Das LG äußert sich zur Zulässigkeit des Rechtsmittels, und zwar mit folgenden Leitsätzen:

    1. Gegen den Beschluss über ein Ablehnungsgesuch gegen den Vorsitzenden der Hauptverhandlung nach Einspruch gegen einen Strafbefehl ist die sofortige Beschwerde statthaft, auch wenn ein Antrag auf Wiedereinsetzung in den vorigen Stand gestellt wurde.
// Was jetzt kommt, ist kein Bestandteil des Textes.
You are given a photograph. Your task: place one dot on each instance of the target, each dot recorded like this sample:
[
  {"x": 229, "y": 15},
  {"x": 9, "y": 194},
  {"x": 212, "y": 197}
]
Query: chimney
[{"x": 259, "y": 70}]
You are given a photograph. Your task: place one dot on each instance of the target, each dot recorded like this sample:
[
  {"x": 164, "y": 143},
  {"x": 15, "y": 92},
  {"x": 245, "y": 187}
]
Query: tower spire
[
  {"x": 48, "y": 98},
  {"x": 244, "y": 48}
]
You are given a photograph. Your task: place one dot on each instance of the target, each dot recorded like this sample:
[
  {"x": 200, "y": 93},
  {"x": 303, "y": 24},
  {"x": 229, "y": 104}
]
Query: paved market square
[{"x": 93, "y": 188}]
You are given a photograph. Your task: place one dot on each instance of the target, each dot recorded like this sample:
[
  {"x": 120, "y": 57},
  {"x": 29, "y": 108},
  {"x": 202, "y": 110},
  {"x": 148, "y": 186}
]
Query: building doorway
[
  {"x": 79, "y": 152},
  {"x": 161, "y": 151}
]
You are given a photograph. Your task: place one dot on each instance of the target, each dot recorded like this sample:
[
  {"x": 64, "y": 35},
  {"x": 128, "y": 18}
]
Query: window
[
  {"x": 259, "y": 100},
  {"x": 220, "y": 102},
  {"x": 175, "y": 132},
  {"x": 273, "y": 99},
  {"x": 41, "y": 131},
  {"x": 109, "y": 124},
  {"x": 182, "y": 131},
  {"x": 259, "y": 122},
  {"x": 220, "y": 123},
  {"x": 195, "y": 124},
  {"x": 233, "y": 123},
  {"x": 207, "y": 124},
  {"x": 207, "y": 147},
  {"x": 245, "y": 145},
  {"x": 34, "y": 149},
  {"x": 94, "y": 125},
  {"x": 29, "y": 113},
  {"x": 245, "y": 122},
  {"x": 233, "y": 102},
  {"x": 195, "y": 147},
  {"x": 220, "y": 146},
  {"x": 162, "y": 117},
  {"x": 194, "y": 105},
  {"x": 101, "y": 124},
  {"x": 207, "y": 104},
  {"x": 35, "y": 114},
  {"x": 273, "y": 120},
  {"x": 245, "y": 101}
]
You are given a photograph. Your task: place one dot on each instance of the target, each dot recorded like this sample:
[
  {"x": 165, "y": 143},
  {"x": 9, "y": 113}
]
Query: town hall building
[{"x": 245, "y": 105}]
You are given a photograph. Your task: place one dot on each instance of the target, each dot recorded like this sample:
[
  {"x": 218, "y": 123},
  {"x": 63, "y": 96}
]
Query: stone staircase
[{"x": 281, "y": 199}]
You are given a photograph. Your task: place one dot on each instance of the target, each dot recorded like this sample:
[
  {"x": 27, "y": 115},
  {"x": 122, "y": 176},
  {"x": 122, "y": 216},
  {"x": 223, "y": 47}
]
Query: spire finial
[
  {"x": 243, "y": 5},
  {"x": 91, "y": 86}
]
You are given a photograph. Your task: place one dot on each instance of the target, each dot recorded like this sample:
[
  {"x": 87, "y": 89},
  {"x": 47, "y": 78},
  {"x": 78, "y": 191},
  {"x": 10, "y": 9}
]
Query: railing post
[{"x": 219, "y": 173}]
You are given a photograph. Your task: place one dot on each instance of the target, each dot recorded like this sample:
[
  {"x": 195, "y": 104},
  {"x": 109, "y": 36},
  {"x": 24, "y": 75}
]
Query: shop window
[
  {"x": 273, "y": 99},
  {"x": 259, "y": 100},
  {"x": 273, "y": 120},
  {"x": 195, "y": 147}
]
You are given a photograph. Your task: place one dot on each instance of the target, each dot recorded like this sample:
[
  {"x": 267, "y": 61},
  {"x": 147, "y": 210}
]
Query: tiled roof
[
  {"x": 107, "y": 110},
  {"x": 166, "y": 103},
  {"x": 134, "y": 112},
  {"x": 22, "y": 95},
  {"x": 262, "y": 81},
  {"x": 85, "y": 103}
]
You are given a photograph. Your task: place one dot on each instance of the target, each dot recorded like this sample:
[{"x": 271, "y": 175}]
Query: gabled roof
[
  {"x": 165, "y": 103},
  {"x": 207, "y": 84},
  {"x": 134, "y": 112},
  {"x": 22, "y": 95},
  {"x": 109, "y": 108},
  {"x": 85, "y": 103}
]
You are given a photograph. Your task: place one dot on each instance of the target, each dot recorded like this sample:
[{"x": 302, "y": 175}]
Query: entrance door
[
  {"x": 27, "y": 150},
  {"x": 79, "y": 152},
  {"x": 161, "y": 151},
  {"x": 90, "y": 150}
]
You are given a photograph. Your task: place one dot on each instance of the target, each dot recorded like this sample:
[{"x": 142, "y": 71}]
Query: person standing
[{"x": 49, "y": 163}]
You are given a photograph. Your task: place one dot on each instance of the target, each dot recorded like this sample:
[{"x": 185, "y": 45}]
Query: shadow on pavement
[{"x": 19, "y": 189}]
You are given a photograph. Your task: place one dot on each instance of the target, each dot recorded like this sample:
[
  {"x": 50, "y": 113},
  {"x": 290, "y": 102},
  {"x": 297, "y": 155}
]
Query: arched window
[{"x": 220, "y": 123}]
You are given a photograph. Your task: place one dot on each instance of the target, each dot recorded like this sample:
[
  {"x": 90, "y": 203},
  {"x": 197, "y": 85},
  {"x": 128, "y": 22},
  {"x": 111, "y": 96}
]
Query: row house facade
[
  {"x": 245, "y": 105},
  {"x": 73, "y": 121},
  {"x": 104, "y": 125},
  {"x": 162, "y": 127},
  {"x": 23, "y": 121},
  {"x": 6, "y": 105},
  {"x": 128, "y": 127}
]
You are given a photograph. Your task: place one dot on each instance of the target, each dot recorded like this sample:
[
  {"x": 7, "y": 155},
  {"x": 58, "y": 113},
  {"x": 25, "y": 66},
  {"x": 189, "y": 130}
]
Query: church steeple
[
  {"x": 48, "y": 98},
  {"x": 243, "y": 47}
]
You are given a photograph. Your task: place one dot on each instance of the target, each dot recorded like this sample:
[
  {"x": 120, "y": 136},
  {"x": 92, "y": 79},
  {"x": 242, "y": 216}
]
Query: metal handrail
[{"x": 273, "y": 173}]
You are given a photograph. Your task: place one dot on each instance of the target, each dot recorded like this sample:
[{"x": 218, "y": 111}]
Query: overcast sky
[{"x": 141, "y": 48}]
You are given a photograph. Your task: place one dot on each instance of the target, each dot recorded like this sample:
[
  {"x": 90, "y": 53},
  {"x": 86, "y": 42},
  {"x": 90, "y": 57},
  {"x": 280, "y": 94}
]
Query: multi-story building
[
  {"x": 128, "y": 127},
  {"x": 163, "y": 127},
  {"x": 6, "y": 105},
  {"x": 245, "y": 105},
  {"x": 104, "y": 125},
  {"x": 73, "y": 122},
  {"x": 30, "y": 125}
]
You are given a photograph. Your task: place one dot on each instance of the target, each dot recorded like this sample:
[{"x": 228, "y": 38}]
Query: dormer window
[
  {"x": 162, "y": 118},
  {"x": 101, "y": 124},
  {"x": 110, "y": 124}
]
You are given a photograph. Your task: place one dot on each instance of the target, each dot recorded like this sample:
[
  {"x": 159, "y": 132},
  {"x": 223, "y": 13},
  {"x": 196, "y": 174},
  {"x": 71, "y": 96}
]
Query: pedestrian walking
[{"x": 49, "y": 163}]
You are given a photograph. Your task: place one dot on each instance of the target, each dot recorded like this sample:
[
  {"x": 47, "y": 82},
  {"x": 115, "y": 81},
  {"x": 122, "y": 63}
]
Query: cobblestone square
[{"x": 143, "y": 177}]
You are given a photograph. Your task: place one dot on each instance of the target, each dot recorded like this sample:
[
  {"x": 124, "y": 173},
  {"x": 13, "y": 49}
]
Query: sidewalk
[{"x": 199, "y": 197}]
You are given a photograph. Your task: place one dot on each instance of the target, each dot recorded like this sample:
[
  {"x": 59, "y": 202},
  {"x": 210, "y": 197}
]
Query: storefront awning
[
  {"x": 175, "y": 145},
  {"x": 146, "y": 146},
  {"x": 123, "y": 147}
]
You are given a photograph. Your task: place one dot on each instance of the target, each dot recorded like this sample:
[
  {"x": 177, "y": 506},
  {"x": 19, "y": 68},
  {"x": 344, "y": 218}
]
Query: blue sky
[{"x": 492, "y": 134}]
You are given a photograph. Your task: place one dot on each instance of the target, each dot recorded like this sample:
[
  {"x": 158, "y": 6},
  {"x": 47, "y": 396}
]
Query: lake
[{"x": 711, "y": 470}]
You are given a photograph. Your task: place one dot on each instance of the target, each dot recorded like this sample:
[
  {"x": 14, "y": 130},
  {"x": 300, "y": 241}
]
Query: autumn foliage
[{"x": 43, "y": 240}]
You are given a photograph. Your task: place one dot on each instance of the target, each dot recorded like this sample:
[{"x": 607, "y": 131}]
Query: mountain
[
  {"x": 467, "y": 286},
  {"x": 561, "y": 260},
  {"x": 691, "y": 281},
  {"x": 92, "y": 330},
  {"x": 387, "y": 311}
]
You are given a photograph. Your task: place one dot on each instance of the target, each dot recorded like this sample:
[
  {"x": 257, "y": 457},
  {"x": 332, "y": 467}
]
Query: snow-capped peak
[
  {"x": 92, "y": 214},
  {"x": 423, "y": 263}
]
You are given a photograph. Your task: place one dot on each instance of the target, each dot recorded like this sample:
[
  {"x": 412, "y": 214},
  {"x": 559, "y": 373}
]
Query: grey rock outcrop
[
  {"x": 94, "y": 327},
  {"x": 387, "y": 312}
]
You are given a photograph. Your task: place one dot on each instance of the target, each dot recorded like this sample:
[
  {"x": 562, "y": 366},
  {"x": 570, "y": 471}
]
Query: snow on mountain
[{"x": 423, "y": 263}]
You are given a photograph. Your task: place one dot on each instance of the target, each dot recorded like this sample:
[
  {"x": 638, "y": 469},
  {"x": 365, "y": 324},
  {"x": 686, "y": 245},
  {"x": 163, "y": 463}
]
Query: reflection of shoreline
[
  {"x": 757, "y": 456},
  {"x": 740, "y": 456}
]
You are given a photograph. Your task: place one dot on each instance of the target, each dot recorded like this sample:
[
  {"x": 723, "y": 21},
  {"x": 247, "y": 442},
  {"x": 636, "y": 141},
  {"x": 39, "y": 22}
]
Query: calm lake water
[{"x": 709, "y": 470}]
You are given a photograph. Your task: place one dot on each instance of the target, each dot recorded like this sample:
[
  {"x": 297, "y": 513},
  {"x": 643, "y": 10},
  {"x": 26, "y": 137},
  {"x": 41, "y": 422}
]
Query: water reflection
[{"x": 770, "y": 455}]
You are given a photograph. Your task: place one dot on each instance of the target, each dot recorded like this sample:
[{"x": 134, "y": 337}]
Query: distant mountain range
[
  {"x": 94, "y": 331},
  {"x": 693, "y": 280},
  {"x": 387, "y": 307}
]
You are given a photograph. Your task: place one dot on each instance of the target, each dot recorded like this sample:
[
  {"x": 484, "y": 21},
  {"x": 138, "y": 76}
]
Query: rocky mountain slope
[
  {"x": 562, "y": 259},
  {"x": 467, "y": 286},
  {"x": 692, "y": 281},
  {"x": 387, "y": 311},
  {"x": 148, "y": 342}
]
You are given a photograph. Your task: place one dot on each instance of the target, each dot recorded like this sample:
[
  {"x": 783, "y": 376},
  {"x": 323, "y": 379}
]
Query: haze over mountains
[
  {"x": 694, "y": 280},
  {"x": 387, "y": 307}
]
    2. Nach Verwerfung eines Einspruchs gemäß §§ 412 Satz 1, 329 Abs. 1 Satz 1 StPO wegen Ausbleibens des Angeklagten in der Hauptverhandlung ist der Amtsrichter nicht mehr erkennender Richter im Sinne von § 28 Abs. 2 Satz 2 StPO, auch wenn ein Antrag auf Wiedereinsetzung in den vorigen Stand nach § 329 Abs. 7 StPO gestellt wurde (vgl. für die Konstellation eines Verwerfungsurteils nach einer Berufungshauptverhandlung: OLG Stuttgart, Beschluss vom 31. Januar 2018 – 4 Ws 429/17 -), so dass dann gegen die amtsgerichtliche Entscheidung über ein Ablehnungsgesuch die sofortige Beschwerde statthaft ist.